We're sometimes told that the role of the Repository layer is to abstract away your data access logic from your business logic. But in methods such as this, the data access logic appears pretty thoroughly abstracted to me already.

No, this is business logic, pure and simple.

Why we've been thinking of the Repository as a DAL

The reasons why Repositories are viewed as a data access layer are purely historical. The classic three-layer architecture dates back to the late 1990s, when everybody thought that stored procedures were the One True Best Practice™, and that moving your BLL and DAL onto separate hardware was the right approach to scalability problems that almost nobody ever had to face in the Real World. Back in the early days of .NET 1.0, your typical Repository contained method after method that looked something like this:

public User GetUser(int userID)
{
    using (SqlConnection cn = new SqlConnection(connectionString))
    using (SqlCommand cmd = new SqlCommand("usp_GetUser", cn)) {
        cmd.Parameters.Add(new SqlParameter("@UserID", userID));
        cmd.CommandType = CommandType.StoredProcedure;
        using (SqlDataReader reader = cmd.ExecuteReader()) {
            if (reader.Read()) {
                return new User(
                    (int)reader["UserID"],
                    (string)reader["UserName"],
                    (string)reader["DisplayName"],
                    (string)reader["Email"]
                );
            }
            else {
                return null;
            }
        }
    }
}

It was pretty much in-your-face that this was data access code. It was also very, very tedious and repetitive to maintain. It was this tedium that gave rise to modern O/R mappers, and in fact, in the early days, offerings such as LLBLGen Pro and NHibernate were sometimes actually referred to as "generic DALs." Then, eventually, Microsoft got in on the act with Entity Framework.

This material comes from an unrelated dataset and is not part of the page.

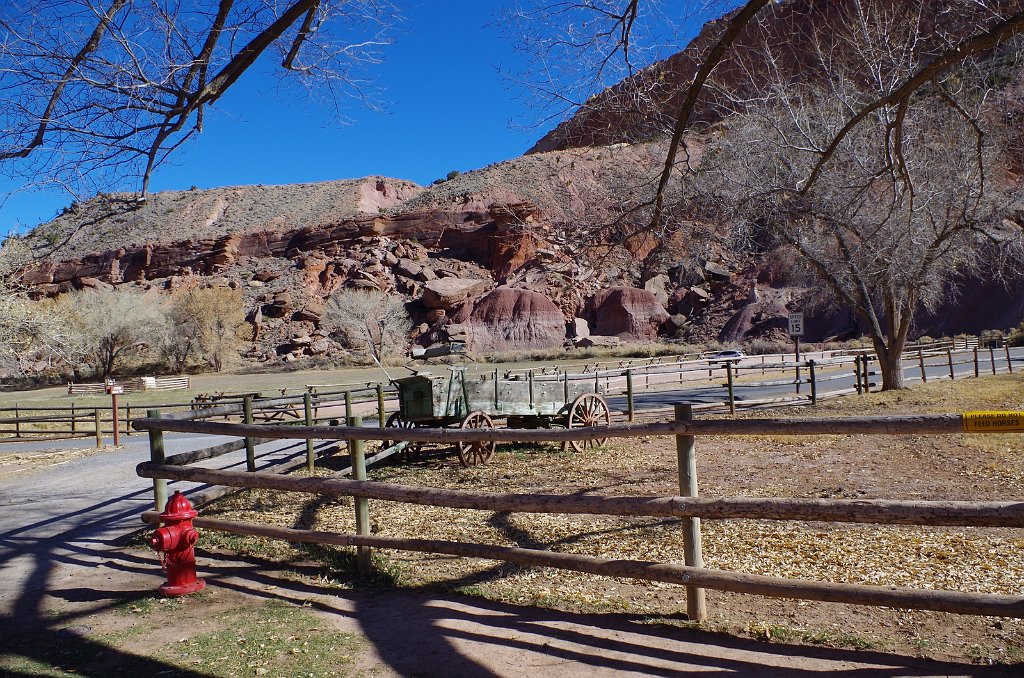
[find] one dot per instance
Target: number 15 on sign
(796, 325)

In a nutshell, your data access layer is now Entity Framework itself.

Your Repository is first and foremost business logic

The problem with viewing modern-day Repositories as a DAL is that it demands that you draw a clear distinction between data access logic and business logic while obfuscatinig that very distinction.

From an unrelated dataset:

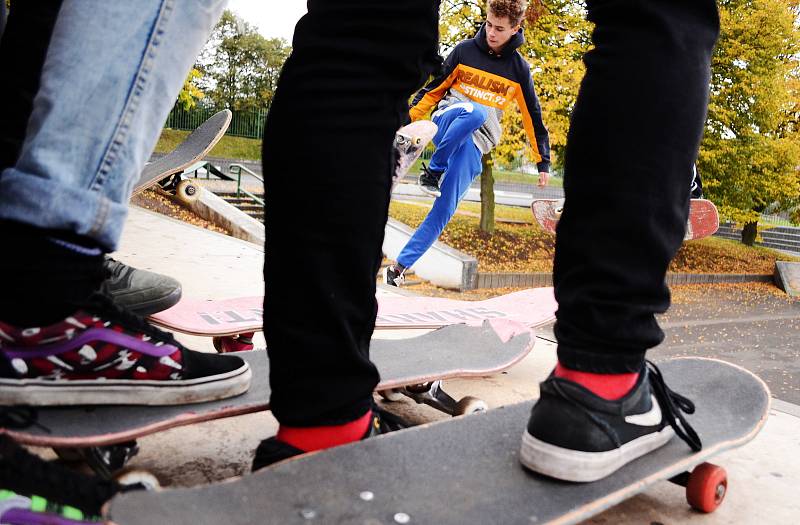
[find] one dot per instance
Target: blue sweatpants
(460, 159)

I'm yet to see a clear, coherent definition of where the distinction lies. The nearest I can get is a vague and woolly concept of LINQ code as being data access on the grounds of equally vague and woolly concepts of IQueryable<T> being tight coupling. Now Mark Seemann makes some valid points in his blog post -- LINQ is indeed a leaky abstraction -- but what that means in practice is that if you run up against the leaks in the abstraction, you are dealing with inseparable concerns, which simply can't be categorised cleanly as either business logic or data access logic, and have to be tested using integration tests rather than unit tests. Another example of inseparable concerns is where you have to bypass Entity Framework altogether to go directly to the database, for example, for performance reasons.

In fact, LINQ may be a leaky abstraction, but it's a much better abstraction than any alternative you're going to come up with. Once again, LINQ code gives you no indication whatsoever of what underlying data access mechanism you are actually using, and in many cases you can -- and should -- test anything you do with IQueryable<T> without hitting the database. In any case, query construction implements business rules and is therefore well and truly a business concern.

So what is the Repository pattern, as implemented in most projects, best for? Simple: a query layer. While query objects are a better choice for more complex queries, and extension methods on IQueryable<T> should be considered seriously for cross-cutting concerns such as paging and sorting, for simpler queries with only a few arguments each, a Repository is not a bad choice.